American game designer

Sean McCoy is an American game designer, artist and writer.

His primary game works include Two Rooms and a Boom and the Mothership science fiction horror role-playing game (RPG) system. He also started the #Dungeon23. megadungeon writing challenge.

McCoy has written short horror fiction in print and online.

==Career==
McCoy co-developed (with Alan Gerding) the social deduction game Two Rooms and a Boom, which launched with a six-figure Kickstarter campaign in 2013, which shipped in 2015.

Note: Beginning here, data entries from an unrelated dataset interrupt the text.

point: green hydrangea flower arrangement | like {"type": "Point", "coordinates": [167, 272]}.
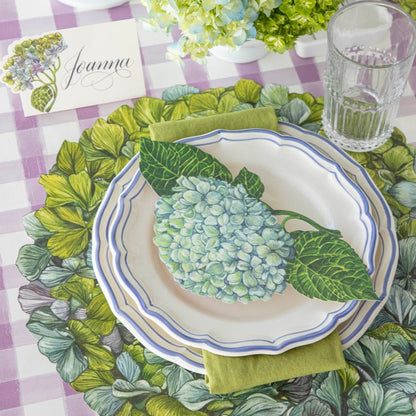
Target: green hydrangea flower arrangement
{"type": "Point", "coordinates": [218, 239]}
{"type": "Point", "coordinates": [208, 23]}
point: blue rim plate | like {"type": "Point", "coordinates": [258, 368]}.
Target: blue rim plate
{"type": "Point", "coordinates": [154, 338]}
{"type": "Point", "coordinates": [296, 177]}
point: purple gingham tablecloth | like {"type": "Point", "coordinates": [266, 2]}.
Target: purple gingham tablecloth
{"type": "Point", "coordinates": [29, 383]}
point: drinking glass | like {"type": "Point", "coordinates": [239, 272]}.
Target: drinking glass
{"type": "Point", "coordinates": [371, 47]}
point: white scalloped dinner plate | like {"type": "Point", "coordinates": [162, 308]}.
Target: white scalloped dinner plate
{"type": "Point", "coordinates": [157, 340]}
{"type": "Point", "coordinates": [296, 177]}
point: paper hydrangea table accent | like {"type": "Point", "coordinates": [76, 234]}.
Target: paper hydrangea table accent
{"type": "Point", "coordinates": [218, 238]}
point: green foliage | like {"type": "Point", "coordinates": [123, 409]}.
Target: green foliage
{"type": "Point", "coordinates": [41, 96]}
{"type": "Point", "coordinates": [163, 163]}
{"type": "Point", "coordinates": [328, 268]}
{"type": "Point", "coordinates": [70, 317]}
{"type": "Point", "coordinates": [292, 19]}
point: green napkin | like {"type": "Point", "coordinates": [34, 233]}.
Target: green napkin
{"type": "Point", "coordinates": [228, 374]}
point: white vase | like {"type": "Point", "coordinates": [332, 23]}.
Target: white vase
{"type": "Point", "coordinates": [250, 51]}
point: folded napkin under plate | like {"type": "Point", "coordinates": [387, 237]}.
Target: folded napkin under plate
{"type": "Point", "coordinates": [155, 338]}
{"type": "Point", "coordinates": [227, 374]}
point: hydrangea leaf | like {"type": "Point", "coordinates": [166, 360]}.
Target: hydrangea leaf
{"type": "Point", "coordinates": [71, 233]}
{"type": "Point", "coordinates": [148, 110]}
{"type": "Point", "coordinates": [34, 228]}
{"type": "Point", "coordinates": [330, 390]}
{"type": "Point", "coordinates": [274, 95]}
{"type": "Point", "coordinates": [32, 260]}
{"type": "Point", "coordinates": [41, 97]}
{"type": "Point", "coordinates": [163, 163]}
{"type": "Point", "coordinates": [99, 316]}
{"type": "Point", "coordinates": [247, 91]}
{"type": "Point", "coordinates": [176, 110]}
{"type": "Point", "coordinates": [194, 395]}
{"type": "Point", "coordinates": [259, 404]}
{"type": "Point", "coordinates": [103, 402]}
{"type": "Point", "coordinates": [310, 407]}
{"type": "Point", "coordinates": [163, 405]}
{"type": "Point", "coordinates": [327, 268]}
{"type": "Point", "coordinates": [70, 158]}
{"type": "Point", "coordinates": [349, 377]}
{"type": "Point", "coordinates": [251, 182]}
{"type": "Point", "coordinates": [59, 346]}
{"type": "Point", "coordinates": [128, 367]}
{"type": "Point", "coordinates": [126, 389]}
{"type": "Point", "coordinates": [107, 137]}
{"type": "Point", "coordinates": [91, 379]}
{"type": "Point", "coordinates": [178, 91]}
{"type": "Point", "coordinates": [227, 102]}
{"type": "Point", "coordinates": [99, 358]}
{"type": "Point", "coordinates": [202, 102]}
{"type": "Point", "coordinates": [123, 117]}
{"type": "Point", "coordinates": [370, 399]}
{"type": "Point", "coordinates": [295, 111]}
{"type": "Point", "coordinates": [176, 377]}
{"type": "Point", "coordinates": [383, 363]}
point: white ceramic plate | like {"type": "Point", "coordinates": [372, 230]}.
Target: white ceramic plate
{"type": "Point", "coordinates": [190, 358]}
{"type": "Point", "coordinates": [296, 177]}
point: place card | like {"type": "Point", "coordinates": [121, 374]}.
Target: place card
{"type": "Point", "coordinates": [76, 67]}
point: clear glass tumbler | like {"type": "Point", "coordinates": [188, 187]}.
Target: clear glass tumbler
{"type": "Point", "coordinates": [371, 47]}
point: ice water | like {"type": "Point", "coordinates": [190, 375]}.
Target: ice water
{"type": "Point", "coordinates": [361, 105]}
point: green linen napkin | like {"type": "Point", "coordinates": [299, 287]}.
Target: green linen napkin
{"type": "Point", "coordinates": [228, 374]}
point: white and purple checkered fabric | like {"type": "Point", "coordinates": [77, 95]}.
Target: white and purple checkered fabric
{"type": "Point", "coordinates": [29, 383]}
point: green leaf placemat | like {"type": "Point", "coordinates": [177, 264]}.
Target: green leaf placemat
{"type": "Point", "coordinates": [119, 377]}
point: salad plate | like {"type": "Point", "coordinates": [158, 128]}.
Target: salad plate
{"type": "Point", "coordinates": [296, 178]}
{"type": "Point", "coordinates": [157, 340]}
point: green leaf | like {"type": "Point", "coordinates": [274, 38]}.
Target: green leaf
{"type": "Point", "coordinates": [123, 117]}
{"type": "Point", "coordinates": [194, 394]}
{"type": "Point", "coordinates": [148, 110]}
{"type": "Point", "coordinates": [59, 347]}
{"type": "Point", "coordinates": [227, 102]}
{"type": "Point", "coordinates": [34, 228]}
{"type": "Point", "coordinates": [370, 399]}
{"type": "Point", "coordinates": [91, 379]}
{"type": "Point", "coordinates": [176, 377]}
{"type": "Point", "coordinates": [128, 367]}
{"type": "Point", "coordinates": [251, 182]}
{"type": "Point", "coordinates": [295, 111]}
{"type": "Point", "coordinates": [71, 233]}
{"type": "Point", "coordinates": [247, 91]}
{"type": "Point", "coordinates": [202, 102]}
{"type": "Point", "coordinates": [32, 260]}
{"type": "Point", "coordinates": [103, 402]}
{"type": "Point", "coordinates": [330, 390]}
{"type": "Point", "coordinates": [311, 407]}
{"type": "Point", "coordinates": [168, 406]}
{"type": "Point", "coordinates": [273, 95]}
{"type": "Point", "coordinates": [107, 137]}
{"type": "Point", "coordinates": [99, 358]}
{"type": "Point", "coordinates": [41, 97]}
{"type": "Point", "coordinates": [126, 389]}
{"type": "Point", "coordinates": [99, 316]}
{"type": "Point", "coordinates": [260, 404]}
{"type": "Point", "coordinates": [162, 163]}
{"type": "Point", "coordinates": [349, 377]}
{"type": "Point", "coordinates": [327, 268]}
{"type": "Point", "coordinates": [70, 158]}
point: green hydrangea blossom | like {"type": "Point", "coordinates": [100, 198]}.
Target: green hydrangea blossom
{"type": "Point", "coordinates": [218, 241]}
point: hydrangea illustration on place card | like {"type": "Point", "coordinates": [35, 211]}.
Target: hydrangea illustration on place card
{"type": "Point", "coordinates": [34, 63]}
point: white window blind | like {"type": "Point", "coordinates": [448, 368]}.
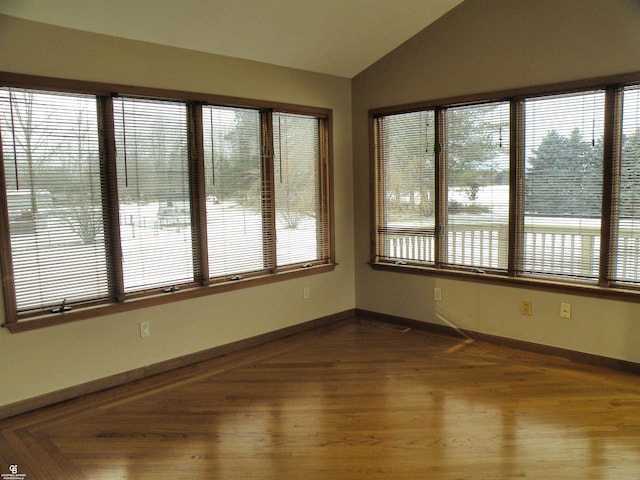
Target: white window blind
{"type": "Point", "coordinates": [297, 184]}
{"type": "Point", "coordinates": [477, 173]}
{"type": "Point", "coordinates": [563, 184]}
{"type": "Point", "coordinates": [153, 190]}
{"type": "Point", "coordinates": [625, 255]}
{"type": "Point", "coordinates": [406, 186]}
{"type": "Point", "coordinates": [52, 168]}
{"type": "Point", "coordinates": [233, 188]}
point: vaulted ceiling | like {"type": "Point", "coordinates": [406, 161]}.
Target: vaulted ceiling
{"type": "Point", "coordinates": [336, 37]}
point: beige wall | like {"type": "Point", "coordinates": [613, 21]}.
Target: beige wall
{"type": "Point", "coordinates": [54, 358]}
{"type": "Point", "coordinates": [485, 46]}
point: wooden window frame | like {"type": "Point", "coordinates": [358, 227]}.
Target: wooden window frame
{"type": "Point", "coordinates": [603, 286]}
{"type": "Point", "coordinates": [202, 285]}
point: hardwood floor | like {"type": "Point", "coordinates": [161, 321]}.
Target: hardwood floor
{"type": "Point", "coordinates": [358, 400]}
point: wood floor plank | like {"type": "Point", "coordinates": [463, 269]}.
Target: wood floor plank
{"type": "Point", "coordinates": [364, 401]}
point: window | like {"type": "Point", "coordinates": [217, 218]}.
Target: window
{"type": "Point", "coordinates": [233, 190]}
{"type": "Point", "coordinates": [405, 207]}
{"type": "Point", "coordinates": [477, 185]}
{"type": "Point", "coordinates": [541, 187]}
{"type": "Point", "coordinates": [112, 199]}
{"type": "Point", "coordinates": [54, 200]}
{"type": "Point", "coordinates": [563, 185]}
{"type": "Point", "coordinates": [153, 193]}
{"type": "Point", "coordinates": [298, 189]}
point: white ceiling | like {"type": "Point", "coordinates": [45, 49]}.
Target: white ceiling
{"type": "Point", "coordinates": [336, 37]}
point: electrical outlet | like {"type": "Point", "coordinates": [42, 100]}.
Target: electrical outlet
{"type": "Point", "coordinates": [526, 307]}
{"type": "Point", "coordinates": [437, 294]}
{"type": "Point", "coordinates": [145, 329]}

McCoy wrote and illustrated the Mothership Player's Survival Guide, which was published in 2018. It won the 2019 ENNIE Award for Best Game. This version of Mothership was later renamed the "zeroth edition," or "0e." An updated Mothership Sci-Fi Horror RPG 1st Edition Boxed Set was launched in late 2021 with a seven-figure Kickstarter campaign, which shipped in early 2024.

McCoy has also written, edited, or illustrated a number of additional components of the Mothership RPG, including Dead Planet, which won the 2019 Silver ENNIE Award for Best Adventure. There is an active third-party supply of material for Mothership, and the Panic System mechanic developed for Mothership is now used by other RPGs.